The TRR 181 seminar is held every two weeks in the semester and as announced during semester break. The locations of the seminar changes between the three TRR 181 locations, but is broadcasted online for all members of the TRR.
This TRR 181 seminar will be held by Nobuhiro Suzuki (Université de Bretagne Occidentale) on
Two-way coupling between a deep-water wave and a roll circulation
at Universität Hamburg on June 21th at 10 am, Bundesstr. 53, Room 22/23 (ground floor).
*Abstract*
The interaction between surface gravity waves and roll circulations accompanied by along-roll jets (e.g., Langmuir circulation or submesoscale frontal circulation) affects the upper-ocean biochemical and physical processes.
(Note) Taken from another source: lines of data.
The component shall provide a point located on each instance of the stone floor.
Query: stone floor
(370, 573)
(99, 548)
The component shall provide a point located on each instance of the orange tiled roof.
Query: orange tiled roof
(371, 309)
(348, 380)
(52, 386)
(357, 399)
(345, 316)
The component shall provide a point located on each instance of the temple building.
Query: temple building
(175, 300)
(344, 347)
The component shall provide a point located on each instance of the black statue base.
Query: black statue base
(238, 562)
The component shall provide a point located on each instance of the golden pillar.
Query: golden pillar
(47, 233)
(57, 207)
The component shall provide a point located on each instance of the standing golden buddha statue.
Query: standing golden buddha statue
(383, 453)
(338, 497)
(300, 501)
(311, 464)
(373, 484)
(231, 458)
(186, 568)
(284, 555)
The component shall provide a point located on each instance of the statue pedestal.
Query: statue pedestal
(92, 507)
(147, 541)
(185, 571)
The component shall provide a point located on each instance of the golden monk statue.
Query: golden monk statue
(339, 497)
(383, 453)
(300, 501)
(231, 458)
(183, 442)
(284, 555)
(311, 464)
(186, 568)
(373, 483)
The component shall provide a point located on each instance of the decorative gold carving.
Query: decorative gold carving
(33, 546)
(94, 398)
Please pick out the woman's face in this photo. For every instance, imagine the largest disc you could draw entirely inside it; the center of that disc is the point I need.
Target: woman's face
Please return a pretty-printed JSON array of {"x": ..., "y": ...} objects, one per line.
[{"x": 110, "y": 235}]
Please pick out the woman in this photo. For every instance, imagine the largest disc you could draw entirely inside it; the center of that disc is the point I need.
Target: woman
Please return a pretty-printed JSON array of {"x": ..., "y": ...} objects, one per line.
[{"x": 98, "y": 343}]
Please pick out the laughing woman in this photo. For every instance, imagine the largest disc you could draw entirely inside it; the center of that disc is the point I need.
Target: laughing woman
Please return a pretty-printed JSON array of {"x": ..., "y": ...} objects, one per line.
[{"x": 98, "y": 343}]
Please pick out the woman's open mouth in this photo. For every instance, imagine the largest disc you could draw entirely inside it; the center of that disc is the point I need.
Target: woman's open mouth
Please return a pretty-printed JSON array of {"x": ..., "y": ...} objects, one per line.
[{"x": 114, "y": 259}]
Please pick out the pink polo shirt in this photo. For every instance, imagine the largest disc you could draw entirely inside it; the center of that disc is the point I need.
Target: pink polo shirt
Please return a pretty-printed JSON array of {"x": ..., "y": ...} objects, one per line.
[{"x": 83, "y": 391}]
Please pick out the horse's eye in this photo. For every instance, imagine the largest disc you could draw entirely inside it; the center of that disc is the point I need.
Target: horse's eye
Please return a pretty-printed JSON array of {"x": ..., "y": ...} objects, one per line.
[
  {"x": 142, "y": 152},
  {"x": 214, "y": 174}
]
To improve the previous theoretical limitations with regard to the incompressibility, shear, and vertical velocities of roll circulations, a theory is developed for the two-way interaction between a deep-water wave and a roll circulation nearly parallel to the wavenumber. The theory uses a surface-following coordinate system to unequivocally define the oscillatory and non-oscillatory motions even at the heights above the wave trough and derives the higher-order wave solutions resulting from the interaction between the current and the leading-order wave without assuming irrotationality of the higher-order waves. The result shows a clear effect of the roll circulation on the tendencies of the wave amplitude and the wave action density. Using the wave solutions obtained, the equations of motion to be used by wave-averaged, nonhydrostatic, circulation models are derived. These equations are similar to a conventional set of wave-averaged equations commonly known as the Craik-Leibovich equations but critically different in two aspects concerning the incompressibility of the wave-averaged flow and a wave-refraction effect. It is also shown that a crucial force acting on the wave-averaged flow results from the interaction between the leading-order wave and some of the current-influenced, higher-order waves. This research sheds light on the energy transfer between waves and currents and is a step towards investigating more complete energy transfer involved in the wind-wave-current coupled system.